Basilica of Saint Laurence-in-Lucina, Rome.
Photo: July 2007.
Source: Own work.
Author: SteO153
Permission: CC-BY-SA-2.5.
(Wikimedia Commons)


This Water is our Faith in Jesus, it is Grace, it is the Blood which flows from The Wounds of The Saviour, and which, through Baptism, Penance and the other Sacraments, purifies our Souls, and gushes forth into Eternal Life, of which it assures us a share.

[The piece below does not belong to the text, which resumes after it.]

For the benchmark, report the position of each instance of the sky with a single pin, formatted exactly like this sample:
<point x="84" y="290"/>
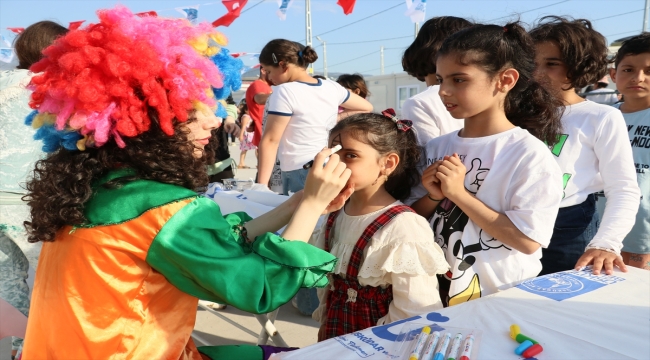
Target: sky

We should note the parallel that it pleased Christian art to establish between Saint Peter and Moses. It is the latter who touched the Rock from whence the water surged; this is a symbol of Christian Baptism, given by The Church, of which Saint Peter is the Head.

Mass: Fac mecum.
Preface: Of Lent.



The High Altar,
The Crucifix painting is by Guido Reni.
Photo: July 2007.
Source: Own work.
Author: SteO153
(Wikimedia Commons)



The following Text is from Wikipedia - the free encyclopædia.

The Church of Saint Laurence-in-Lucina (Italian: San Lorenzo-in-Lucina, Latin: S. Laurentii in Lucina) is a Roman Catholic Parish and Titular Church and Minor Basilica in Rome.

The Church is Dedicated to Saint Laurence, Roman Deacon and Martyr. The name “Lucina” comes from the 4th-Century A.D. Roman matron who gave permission for Christians to build a House of Worship here.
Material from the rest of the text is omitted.